Other characters are fun too, particularly secretive, cunning little Horace Jia and ‘nutty professor’ Hester Lightfoot. The inhabitants of Pendurra, the vast Cornish mansion to which Gavin is sent to stay with his kind, eccentric Auntie Gwen, were perhaps not quite as three-dimensional, but Advent isn’t really ‘their’ story (not yet anyway – the novel is apparently the first in a trilogy) so perhaps that’s understandable. Auntie Gwen herself, however, practically leaps off the page, which for reasons that become clear as you read the book, is a particularly clever feat on Treadwell’s part.
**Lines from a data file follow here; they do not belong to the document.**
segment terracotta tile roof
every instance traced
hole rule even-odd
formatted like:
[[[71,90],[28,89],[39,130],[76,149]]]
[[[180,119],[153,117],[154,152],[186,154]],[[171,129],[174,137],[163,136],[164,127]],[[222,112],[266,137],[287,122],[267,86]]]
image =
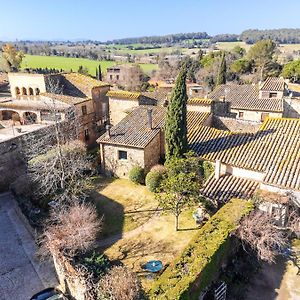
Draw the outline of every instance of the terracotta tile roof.
[[[201,104],[201,105],[211,105],[212,104],[212,100],[211,99],[207,99],[207,98],[190,98],[188,99],[188,102],[187,104],[195,104],[195,105],[198,105],[198,104]]]
[[[199,126],[190,148],[205,160],[265,173],[264,182],[300,189],[300,119],[268,118],[256,133]]]
[[[154,92],[143,92],[143,96],[157,100],[158,105],[163,105],[165,100],[169,100],[170,92],[156,90]]]
[[[148,109],[152,109],[152,129],[148,125]],[[103,134],[98,143],[145,148],[164,126],[163,107],[139,106],[110,129],[110,137]]]
[[[87,96],[92,97],[92,89],[95,87],[109,86],[108,83],[99,81],[90,76],[86,76],[79,73],[63,73],[61,76],[65,79],[63,83],[65,90],[70,92],[71,96]],[[76,93],[75,89],[78,89],[82,94]]]
[[[283,112],[283,99],[260,99],[258,85],[222,84],[209,94],[215,101],[224,97],[232,109]]]
[[[41,96],[48,97],[53,100],[61,101],[69,105],[75,105],[90,100],[90,98],[73,97],[73,96],[54,94],[54,93],[42,93]]]
[[[229,174],[215,179],[214,174],[205,182],[201,194],[217,202],[227,202],[231,198],[250,199],[259,188],[259,183]]]
[[[148,126],[147,110],[150,108],[153,114],[153,129],[150,129]],[[163,128],[166,111],[165,107],[160,106],[141,105],[134,108],[123,120],[111,128],[110,137],[105,133],[97,141],[100,143],[144,148]],[[209,116],[209,113],[188,112],[188,130],[195,130]]]
[[[286,83],[283,78],[268,77],[261,85],[262,91],[284,91]]]
[[[139,100],[141,97],[141,93],[128,91],[108,91],[106,93],[106,96],[117,99]]]

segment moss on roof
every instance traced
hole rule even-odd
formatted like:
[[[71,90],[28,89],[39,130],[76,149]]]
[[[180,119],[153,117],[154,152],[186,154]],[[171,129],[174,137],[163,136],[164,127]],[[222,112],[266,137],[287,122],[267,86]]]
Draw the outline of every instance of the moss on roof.
[[[141,93],[128,91],[108,91],[106,96],[117,99],[138,100],[141,96]]]

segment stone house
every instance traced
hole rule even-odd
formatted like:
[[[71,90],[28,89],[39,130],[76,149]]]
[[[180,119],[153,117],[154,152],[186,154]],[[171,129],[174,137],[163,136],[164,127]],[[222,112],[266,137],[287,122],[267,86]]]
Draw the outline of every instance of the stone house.
[[[143,81],[143,72],[139,65],[116,65],[107,68],[106,81],[126,89],[138,90]]]
[[[141,105],[108,128],[97,139],[102,170],[108,175],[125,178],[135,165],[148,172],[165,154],[165,115],[165,107]],[[196,131],[199,125],[210,126],[211,114],[188,111],[187,125],[189,133]]]
[[[12,97],[0,102],[0,120],[16,118],[21,124],[65,120],[70,110],[79,124],[79,137],[88,146],[108,122],[110,85],[78,73],[9,73]]]
[[[228,102],[230,115],[239,120],[264,122],[268,117],[283,117],[287,85],[283,79],[267,78],[262,84],[223,84],[216,87],[208,98]]]

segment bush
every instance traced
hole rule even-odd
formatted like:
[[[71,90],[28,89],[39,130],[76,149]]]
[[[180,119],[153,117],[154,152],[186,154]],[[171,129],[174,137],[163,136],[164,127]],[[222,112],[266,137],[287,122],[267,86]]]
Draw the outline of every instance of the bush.
[[[144,184],[145,174],[144,169],[140,166],[134,166],[129,172],[129,179],[137,184]]]
[[[214,166],[209,161],[204,161],[202,166],[204,180],[207,180],[209,176],[214,172]]]
[[[252,209],[251,202],[240,199],[225,204],[154,282],[149,299],[198,299],[229,253],[231,232]]]
[[[150,172],[152,171],[163,175],[167,173],[167,168],[163,165],[155,165],[151,168]]]
[[[157,171],[150,171],[146,176],[146,186],[150,192],[156,192],[162,180],[162,174]]]

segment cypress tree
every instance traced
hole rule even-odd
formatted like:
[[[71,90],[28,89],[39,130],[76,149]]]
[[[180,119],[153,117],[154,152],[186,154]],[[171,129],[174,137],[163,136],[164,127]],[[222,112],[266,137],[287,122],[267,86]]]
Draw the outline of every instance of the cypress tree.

Undoubtedly my favourite supporting players, though, are Corbo and Holly. One a sinister, croaking man-crow and the other the living spirit of a tree, they are the reluctant servants of evil. Fabulously other-worldly in some ways and yet simultaneously intrinsically of this world in others, they are vividly memorable fantasy creations.

After a mysterious yet pleasantly ambling start, Advent accelerates into fast-paced action and tension towards its end. It’s a long read for a young adult novel, at over 400 pages, and I’ve seen other reviews claiming it needed a tighter edit – but I never felt that was so. For me, almost every word was a pleasure, and the gradual world-building of the beginning was a masterclass in conjuring the sort of atmosphere that makes this book special.

The final chapter seems to be very much part of the second book in the planned trilogy. In fact, I’d almost rather it had been left out altogether for that reason, or perhaps just ‘trailed’ as a teaser as is common for sequels these days, but that’s rather beside the point: I thoroughly enjoyed Advent and am only aggrieved that I’ll have to wait before I can get stuck into the as-yet-unpublished book two.